Ce qui est en jeu dans cette précision, ce n'est rien de moins qu'une certaine conception de la liberté. Le père doit reconnaître son enfant, une fois qu'il est né. Certaines civilisations, comme par exemple Rome, ont fait de cette nécessité un rite religieux. Mais même là où ce n'est pas le cas, là où rien ne vient souligner le fait et le rendre conscient, la réalité reste. Le père reconnaît son enfant dans un acte de liberté que rien ne le contraint à poser. La mère, elle, sait très bien que l'enfant est d'elle — parce qu'il a été elle. Elle ne peut pas ne pas admettre que l'enfant est d'elle. Réciproquement, l'enfant est envers son père dans un rapport de liberté qui ne peut s'instaurer envers sa mère. On ne peut pas choisir ce à quoi on a appartenu depuis toujours. Un exemple peut illustrer la valeur respective de ces images : le pays d'origine, là où il apparaît comme patrie (« pays du père »), est l'objet d'un patriotisme qui peut être choisi.
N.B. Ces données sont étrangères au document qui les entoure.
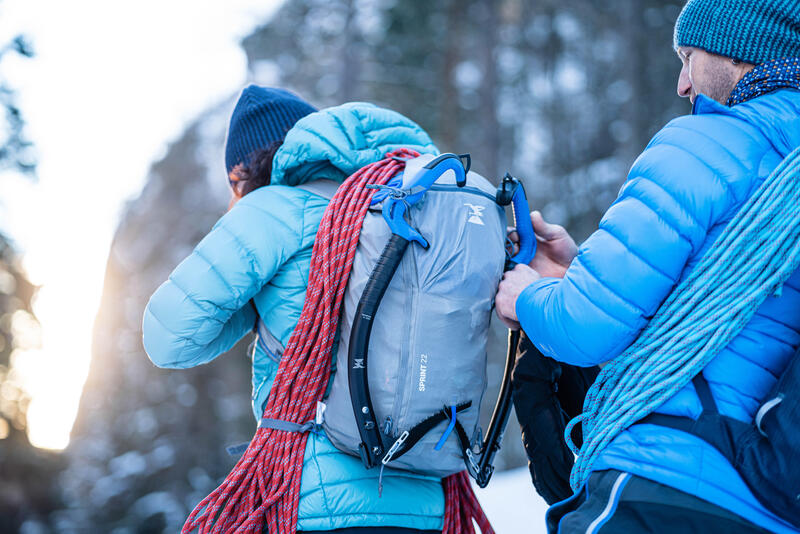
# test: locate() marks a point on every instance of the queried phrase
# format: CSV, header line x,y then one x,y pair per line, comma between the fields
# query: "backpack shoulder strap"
x,y
322,187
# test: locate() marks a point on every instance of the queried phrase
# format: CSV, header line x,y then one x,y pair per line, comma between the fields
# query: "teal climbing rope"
x,y
756,253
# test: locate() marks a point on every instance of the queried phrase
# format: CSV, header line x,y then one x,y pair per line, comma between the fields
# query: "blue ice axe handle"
x,y
371,449
512,192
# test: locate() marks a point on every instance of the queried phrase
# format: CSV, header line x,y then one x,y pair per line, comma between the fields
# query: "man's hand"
x,y
514,282
555,249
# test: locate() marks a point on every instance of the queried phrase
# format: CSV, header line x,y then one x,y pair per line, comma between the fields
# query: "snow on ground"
x,y
511,503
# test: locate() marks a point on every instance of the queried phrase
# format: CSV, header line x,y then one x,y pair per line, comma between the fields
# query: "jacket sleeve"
x,y
203,309
625,270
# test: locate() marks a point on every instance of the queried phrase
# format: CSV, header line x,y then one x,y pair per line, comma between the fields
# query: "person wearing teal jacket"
x,y
254,264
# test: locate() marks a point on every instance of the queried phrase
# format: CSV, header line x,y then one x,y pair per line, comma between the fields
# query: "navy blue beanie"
x,y
754,31
262,116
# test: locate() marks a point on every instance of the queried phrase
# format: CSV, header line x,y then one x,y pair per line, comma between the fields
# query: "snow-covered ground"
x,y
511,503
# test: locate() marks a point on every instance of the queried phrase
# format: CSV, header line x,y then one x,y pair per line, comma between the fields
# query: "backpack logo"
x,y
475,214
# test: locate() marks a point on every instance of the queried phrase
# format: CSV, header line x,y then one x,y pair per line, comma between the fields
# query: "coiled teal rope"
x,y
756,253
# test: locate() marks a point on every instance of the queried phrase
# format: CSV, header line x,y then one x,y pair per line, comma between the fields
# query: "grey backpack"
x,y
410,369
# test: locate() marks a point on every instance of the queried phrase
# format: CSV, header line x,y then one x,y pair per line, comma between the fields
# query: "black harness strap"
x,y
720,431
426,425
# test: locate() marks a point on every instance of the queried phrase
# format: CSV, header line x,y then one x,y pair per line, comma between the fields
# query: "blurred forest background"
x,y
561,93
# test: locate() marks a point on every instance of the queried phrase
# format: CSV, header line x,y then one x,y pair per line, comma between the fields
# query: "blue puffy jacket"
x,y
261,250
680,194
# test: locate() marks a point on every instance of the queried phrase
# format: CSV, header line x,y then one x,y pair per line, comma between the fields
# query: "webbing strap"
x,y
704,393
275,424
417,432
286,426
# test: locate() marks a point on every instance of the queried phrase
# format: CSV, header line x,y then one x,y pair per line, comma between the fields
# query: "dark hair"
x,y
259,171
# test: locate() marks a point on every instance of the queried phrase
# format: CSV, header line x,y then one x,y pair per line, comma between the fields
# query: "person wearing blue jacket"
x,y
251,271
586,305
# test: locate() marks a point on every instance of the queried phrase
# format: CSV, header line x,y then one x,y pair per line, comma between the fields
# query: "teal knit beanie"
x,y
754,31
262,116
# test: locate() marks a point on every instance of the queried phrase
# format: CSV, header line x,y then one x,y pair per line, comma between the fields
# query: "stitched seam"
x,y
674,199
321,485
248,252
179,336
735,160
638,255
620,297
197,303
273,219
725,184
218,273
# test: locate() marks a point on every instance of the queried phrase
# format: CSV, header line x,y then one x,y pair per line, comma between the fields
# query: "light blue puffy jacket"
x,y
680,194
261,250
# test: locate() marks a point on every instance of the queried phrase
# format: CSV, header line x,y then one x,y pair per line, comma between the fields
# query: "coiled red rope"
x,y
263,489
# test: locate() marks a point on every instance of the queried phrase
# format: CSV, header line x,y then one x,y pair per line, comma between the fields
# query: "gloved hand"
x,y
546,395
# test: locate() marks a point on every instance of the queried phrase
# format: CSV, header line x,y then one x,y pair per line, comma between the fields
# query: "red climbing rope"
x,y
263,488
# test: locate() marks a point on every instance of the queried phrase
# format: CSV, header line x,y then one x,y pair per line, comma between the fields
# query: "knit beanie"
x,y
754,31
262,116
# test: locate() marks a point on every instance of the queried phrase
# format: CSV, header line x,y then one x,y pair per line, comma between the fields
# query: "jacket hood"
x,y
336,142
776,115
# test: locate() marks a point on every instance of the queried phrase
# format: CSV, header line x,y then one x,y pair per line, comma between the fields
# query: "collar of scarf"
x,y
765,78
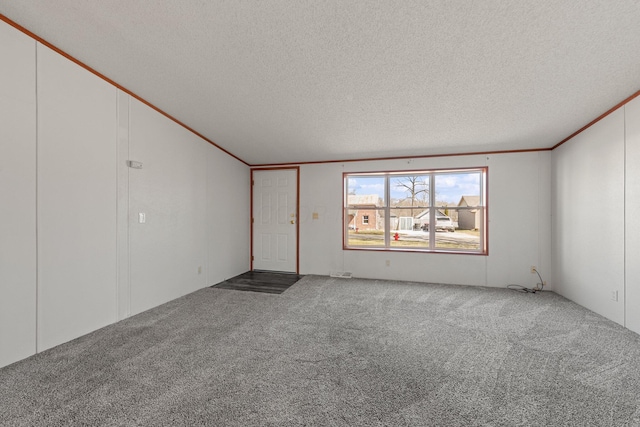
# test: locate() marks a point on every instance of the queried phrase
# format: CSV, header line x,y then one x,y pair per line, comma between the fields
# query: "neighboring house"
x,y
469,219
363,214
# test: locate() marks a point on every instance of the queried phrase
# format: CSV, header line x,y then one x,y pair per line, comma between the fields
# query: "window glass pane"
x,y
449,235
360,234
365,191
409,190
406,228
458,189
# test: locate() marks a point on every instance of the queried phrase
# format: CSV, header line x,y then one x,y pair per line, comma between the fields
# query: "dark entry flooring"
x,y
260,281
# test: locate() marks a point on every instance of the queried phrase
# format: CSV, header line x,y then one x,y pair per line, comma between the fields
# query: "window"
x,y
426,211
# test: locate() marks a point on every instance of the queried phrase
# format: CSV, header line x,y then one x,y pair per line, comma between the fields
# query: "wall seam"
x,y
37,261
624,218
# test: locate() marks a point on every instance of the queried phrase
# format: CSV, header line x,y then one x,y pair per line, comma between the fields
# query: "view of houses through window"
x,y
442,210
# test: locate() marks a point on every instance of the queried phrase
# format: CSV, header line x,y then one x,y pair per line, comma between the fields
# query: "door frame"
x,y
251,183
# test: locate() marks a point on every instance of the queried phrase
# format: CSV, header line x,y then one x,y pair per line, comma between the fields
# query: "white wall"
x,y
228,217
519,224
17,196
632,213
76,200
171,189
588,199
75,203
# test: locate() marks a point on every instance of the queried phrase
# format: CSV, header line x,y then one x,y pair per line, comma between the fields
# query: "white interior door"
x,y
275,220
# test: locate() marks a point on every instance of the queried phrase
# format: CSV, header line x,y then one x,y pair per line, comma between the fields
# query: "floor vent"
x,y
342,275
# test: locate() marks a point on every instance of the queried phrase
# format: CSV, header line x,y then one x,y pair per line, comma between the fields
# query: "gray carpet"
x,y
338,352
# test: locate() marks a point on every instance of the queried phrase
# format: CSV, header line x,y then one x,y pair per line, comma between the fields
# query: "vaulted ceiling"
x,y
277,81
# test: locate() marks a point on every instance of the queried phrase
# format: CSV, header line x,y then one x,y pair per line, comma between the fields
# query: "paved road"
x,y
420,236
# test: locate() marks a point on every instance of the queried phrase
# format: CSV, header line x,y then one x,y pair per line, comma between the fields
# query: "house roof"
x,y
303,81
363,200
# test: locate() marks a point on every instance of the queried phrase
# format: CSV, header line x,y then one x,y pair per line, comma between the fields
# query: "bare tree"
x,y
414,185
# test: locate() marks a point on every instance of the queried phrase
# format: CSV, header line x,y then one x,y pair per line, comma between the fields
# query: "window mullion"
x,y
432,211
387,213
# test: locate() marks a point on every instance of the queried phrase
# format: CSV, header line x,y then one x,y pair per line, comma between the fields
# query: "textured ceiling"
x,y
275,81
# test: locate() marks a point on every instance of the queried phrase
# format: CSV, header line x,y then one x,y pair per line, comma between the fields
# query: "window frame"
x,y
387,209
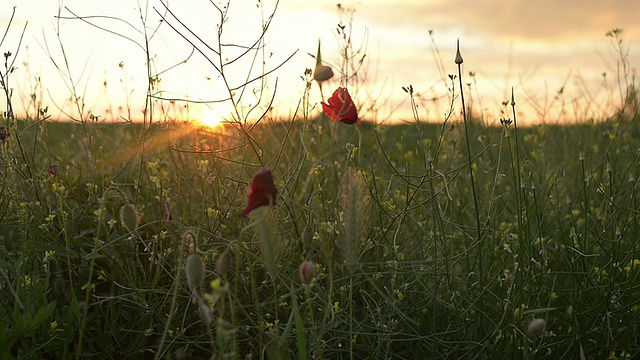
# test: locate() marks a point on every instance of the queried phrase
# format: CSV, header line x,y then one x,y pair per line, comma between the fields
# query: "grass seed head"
x,y
536,327
223,265
129,217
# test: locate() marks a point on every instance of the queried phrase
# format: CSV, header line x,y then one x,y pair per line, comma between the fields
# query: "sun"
x,y
208,117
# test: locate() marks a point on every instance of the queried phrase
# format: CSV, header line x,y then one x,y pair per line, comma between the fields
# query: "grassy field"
x,y
538,257
464,239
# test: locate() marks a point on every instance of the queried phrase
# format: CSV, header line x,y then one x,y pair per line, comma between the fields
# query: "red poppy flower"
x,y
341,107
53,170
262,191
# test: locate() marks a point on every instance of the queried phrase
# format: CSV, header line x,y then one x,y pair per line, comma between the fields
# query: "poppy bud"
x,y
129,217
308,271
194,269
321,72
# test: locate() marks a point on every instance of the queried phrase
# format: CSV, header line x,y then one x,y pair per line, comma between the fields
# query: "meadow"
x,y
458,239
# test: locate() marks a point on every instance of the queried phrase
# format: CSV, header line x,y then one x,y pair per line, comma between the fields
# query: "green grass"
x,y
558,238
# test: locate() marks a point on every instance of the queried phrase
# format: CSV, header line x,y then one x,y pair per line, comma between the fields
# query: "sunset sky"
x,y
536,47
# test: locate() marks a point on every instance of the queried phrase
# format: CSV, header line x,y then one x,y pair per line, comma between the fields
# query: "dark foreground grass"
x,y
385,213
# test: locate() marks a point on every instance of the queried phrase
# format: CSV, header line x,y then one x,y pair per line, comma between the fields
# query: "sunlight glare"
x,y
208,117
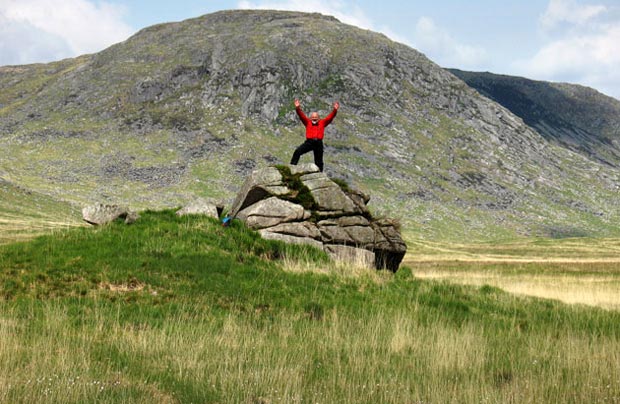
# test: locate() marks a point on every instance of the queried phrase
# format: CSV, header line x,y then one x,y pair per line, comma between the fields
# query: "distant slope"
x,y
24,214
577,117
188,109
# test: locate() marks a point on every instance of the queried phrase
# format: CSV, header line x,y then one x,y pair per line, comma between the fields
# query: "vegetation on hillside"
x,y
180,309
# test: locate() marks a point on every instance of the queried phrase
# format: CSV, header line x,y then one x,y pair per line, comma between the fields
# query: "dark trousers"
x,y
313,145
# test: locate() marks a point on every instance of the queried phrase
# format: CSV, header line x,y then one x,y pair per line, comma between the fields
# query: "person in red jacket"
x,y
315,130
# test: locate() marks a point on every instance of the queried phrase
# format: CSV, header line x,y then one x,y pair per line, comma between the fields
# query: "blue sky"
x,y
576,41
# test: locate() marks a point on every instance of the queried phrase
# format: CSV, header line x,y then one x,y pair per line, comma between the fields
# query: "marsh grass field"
x,y
182,310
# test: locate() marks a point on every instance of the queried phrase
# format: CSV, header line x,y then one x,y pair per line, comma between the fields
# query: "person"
x,y
315,130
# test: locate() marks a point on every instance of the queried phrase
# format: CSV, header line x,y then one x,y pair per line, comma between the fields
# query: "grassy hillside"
x,y
24,214
179,310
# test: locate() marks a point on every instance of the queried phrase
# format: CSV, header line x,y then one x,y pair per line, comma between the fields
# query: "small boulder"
x,y
200,207
100,214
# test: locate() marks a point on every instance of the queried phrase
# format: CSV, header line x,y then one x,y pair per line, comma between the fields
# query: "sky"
x,y
574,41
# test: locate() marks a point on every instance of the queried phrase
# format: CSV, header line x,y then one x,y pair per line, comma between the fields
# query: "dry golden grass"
x,y
574,271
386,357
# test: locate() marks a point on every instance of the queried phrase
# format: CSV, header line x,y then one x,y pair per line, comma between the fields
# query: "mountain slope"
x,y
187,109
576,117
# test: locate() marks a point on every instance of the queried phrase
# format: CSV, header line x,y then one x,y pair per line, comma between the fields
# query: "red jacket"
x,y
315,131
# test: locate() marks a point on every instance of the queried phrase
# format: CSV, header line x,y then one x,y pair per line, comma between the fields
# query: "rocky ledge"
x,y
300,204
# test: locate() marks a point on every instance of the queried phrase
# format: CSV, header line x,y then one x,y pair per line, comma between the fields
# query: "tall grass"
x,y
181,310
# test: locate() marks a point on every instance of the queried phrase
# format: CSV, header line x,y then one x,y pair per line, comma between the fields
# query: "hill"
x,y
187,109
576,117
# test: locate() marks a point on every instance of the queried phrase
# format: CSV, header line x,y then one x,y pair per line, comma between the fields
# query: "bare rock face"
x,y
299,204
99,214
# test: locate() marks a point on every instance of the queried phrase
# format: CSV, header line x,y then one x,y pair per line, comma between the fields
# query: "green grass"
x,y
183,310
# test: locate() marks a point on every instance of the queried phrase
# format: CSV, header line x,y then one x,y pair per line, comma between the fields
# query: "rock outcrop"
x,y
100,213
201,207
300,204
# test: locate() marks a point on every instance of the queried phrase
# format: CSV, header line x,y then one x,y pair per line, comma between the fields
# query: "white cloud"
x,y
442,48
568,11
45,30
587,54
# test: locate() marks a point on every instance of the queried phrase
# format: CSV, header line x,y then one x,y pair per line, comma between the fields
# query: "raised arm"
x,y
304,119
329,118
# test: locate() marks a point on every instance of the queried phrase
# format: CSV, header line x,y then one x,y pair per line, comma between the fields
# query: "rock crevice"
x,y
338,221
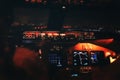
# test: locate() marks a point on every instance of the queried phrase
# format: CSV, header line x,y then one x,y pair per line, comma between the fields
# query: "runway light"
x,y
63,7
112,59
107,54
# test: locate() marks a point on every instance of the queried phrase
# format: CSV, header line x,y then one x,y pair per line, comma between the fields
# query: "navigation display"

Là où, en revanche, apparaît la nation (au sens étymologique : la portée d'une femelle animale), le sentiment sous-jacent est celui d'une appartenance inévitable, que l'on ne peut choisir.

Rémi BRAGUE : Dieu le Père est-il un mâle ? Réflexion sur la masculinité, la virilité et la paternité. Communio, n° XVIII, 2 — mars-avril 1993. Voir le lien dans la bibliothèque.

Témoignages

La proximité de Dieu est telle qu’il se présente comme une mère, comme une mère qui dialogue avec son enfant. Une mère quand elle chante une berceuse à son enfant et qu’elle prend la voix de l’enfant et se fait petite comme l’enfant et parle avec le ton de l’enfant au point de faire le ridicule si l’on ne comprenait pas ce qu’il y a là de grand. Pape François, Homélie du 11 décembre 2014.

Nous sommes les objets, de la part de Dieu, d’un amour éternel. Nous le savons : il a toujours les yeux ouverts sur nous, même quand il semble qu’il fasse nuit. Il est père ; plus encore, il est mère. Jean-Paul I, Angelus du 10 septembre 1978.

Tout ce qu’il y a de maternité dans le cœur de Marie jaillit du cœur de Dieu, qui est encore infiniment plus maternel qu’elle-même, et justement, pour que nous apprenions que Dieu est notre mère, que nous le connaissions au féminin, pas seulement au masculin : car Dieu est aussi féminin qu’il est masculin, comprenant dans son éminence, l’éminence tous les aspects de l’être !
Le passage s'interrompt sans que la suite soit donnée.